Милая Валюша! Я никогда не представлял себе, что такое горе. А здесь увидел его в полный рост. Горе убивает человека, и надо быть очень волевым, чтобы справиться с ним, преодолеть его. Но больше всех, пожалуй, переживал осиротевший юноша. Он перенес известие стойко, сдерживая слезы, с сознанием того, что отца не вернешь к жизни. И лишь сказал скупо:

— Я должен отомстить за папу!

— Но тебе только шестнадцать лет, сынок, — убеждали его и мать, и бабушка. — Подрасти надо.

— Не пустите, убегу на войну сам! — решительно произнес тот. Подошел ко мне. — Возьмите меня с собой. Я умею стрелять из винтовки. Могу быть снайпером. Имею значок „Ворошиловский стрелок“.

— Мужественный порыв, — сказал я на это. — Но все дело в том, что в армию берут лишь с восемнадцати лет. Таков закон.

— Тогда уйду в партизаны! Там даже пацаны воюют. Не примут, сниму немецкого часового, добуду винтовку или автомат и один стану убивать захватчиков!»


«Длительное безделье разлагает человека, и я этого боялся больше всего. Среди же моего „войска“ встречались и люди неуравновешенные, безвольные, податливые на плохое. Кто-то из них к картам пристрастился, а кто-то и к самогонке прикладывался, участились случаи приставания к молодухам.

На рассвете вчерашнего дня я проснулся от визгливого бабьего крика. Выскочил на крыльцо и услышал, как в соседнем дворе старуха на своем татаро-марийско-русском языке выговаривает на всю деревню кому-то.

Вбежал во двор и увидел такую картину: старая женщина лупит мешком по голове Павла, парня из тех, что был на постое в ее избе.

— Да чего ты, бабушка Марьям! Разве я сделал чего? — оправдывался тот. — Он сам мне на голову сиганул и давай клювом долбать макушку.

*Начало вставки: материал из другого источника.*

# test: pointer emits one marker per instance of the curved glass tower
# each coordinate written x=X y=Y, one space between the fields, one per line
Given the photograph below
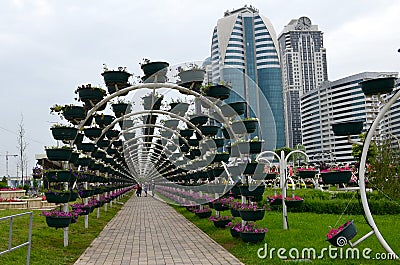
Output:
x=244 y=53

По нужде не дает сходить. Ну, я его и сбросил на землю. А он и лапы кверху. Какой нежненький…

Но старуха не желала слышать оправданий, лупила парня, приговаривая:

— В деревне нашей слыхом не слыхивали о воровстве, сараи и избы замков не знают. А тут петуха мово вдруг решил украсть! Да он у меня один на все куриное стадо. Ты что же, решил меня без цыплят оставить?! Муженька моего дорогого на войне убили. Вдовой осталась прежде времени. Теперь вот петуха задушили. И как только земля таких, как ты, носит! Мать твоя, хоть, видать, и женщина, а родила урода! Чтоб тебя шайтан покарал!